= Verónica Homs =

Spanish model and presenter

Verónica Homs (born 5 May 1980) is a Spanish model and television personality who works in Peru.

== Biography ==
Homs was born in Tenerife, Canary Islands, Spain on 5 May 1980.

In the year 2001, Homs was elected Miss Tenerife and then she won the title of Miss Interviú, a spanish magazine where Homs was twice on the cover. Homs appeared on the 2002 calendar of Interviú and on the 2004 issue with five other Miss Interviú winners.

Homs collaborated during four years in the program El Expreso on Televisión Canaria Channel.

For love, she left for Peru where she continued her career.

She worked as reporter until February 2011 in the TV program: Enemigos Públicos.

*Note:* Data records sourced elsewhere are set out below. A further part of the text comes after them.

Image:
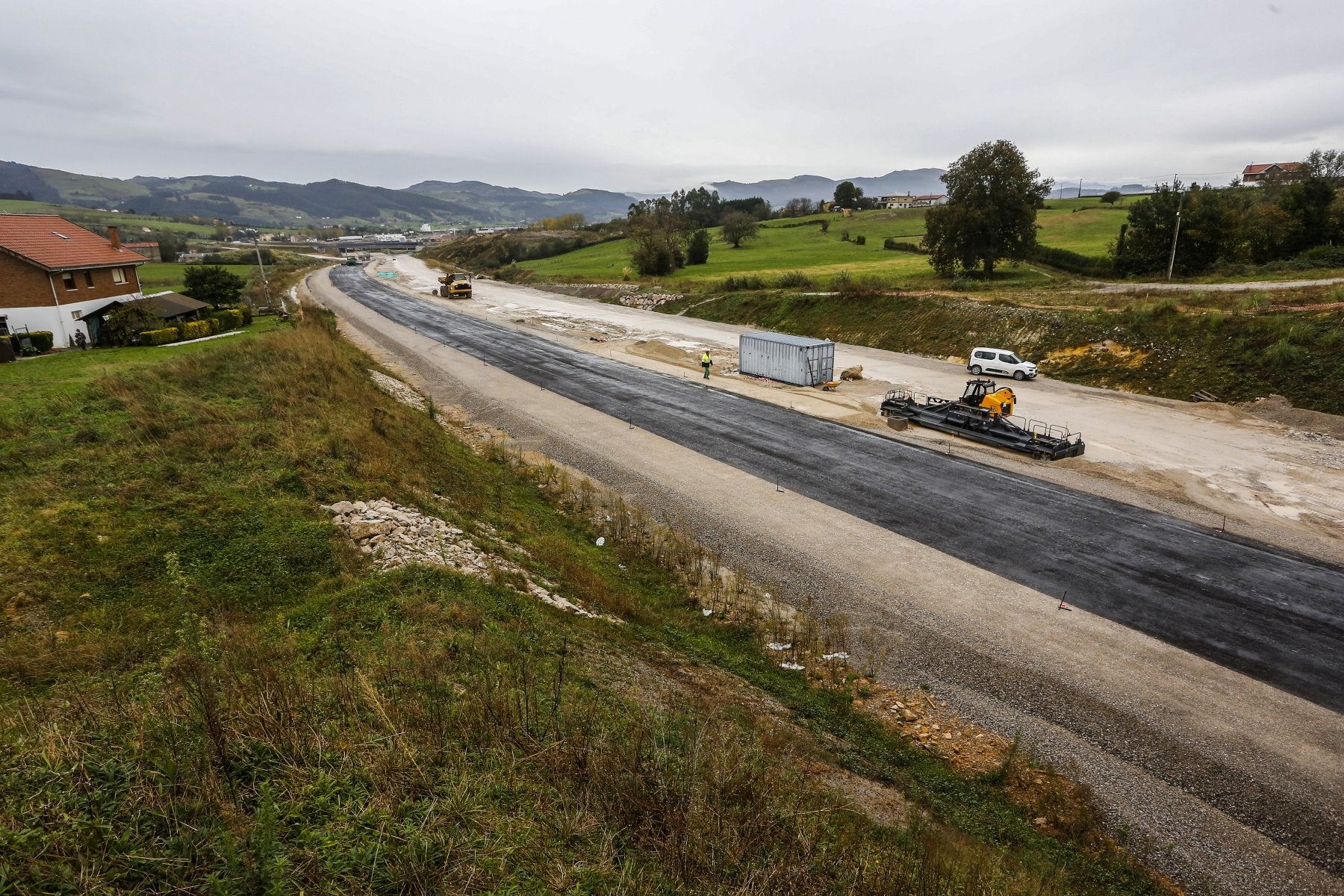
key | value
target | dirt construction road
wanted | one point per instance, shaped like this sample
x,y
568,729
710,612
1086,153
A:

In October 2011, she stopped to work in the program Lima Limón. She preferred to be a reporter. A few days later she began to work in a new program: La Noche es Mía.

In December 2011, Homs was cover of the magazine SoHo.

In April 2012, she was signed by the channel Panamericana Televisión. She presented during the noon the program: 24 Horas and on Saturdays she collaborated with the News programme El Panamericano.
 In those two programs, she worked only six months because of the TV channel´s economic problems.

=== Family life ===
On 15 March 2012 Homs married Argentinian manager Christian Fernández.

On 23 April 2014 their first daughter, Ainhoa, was born.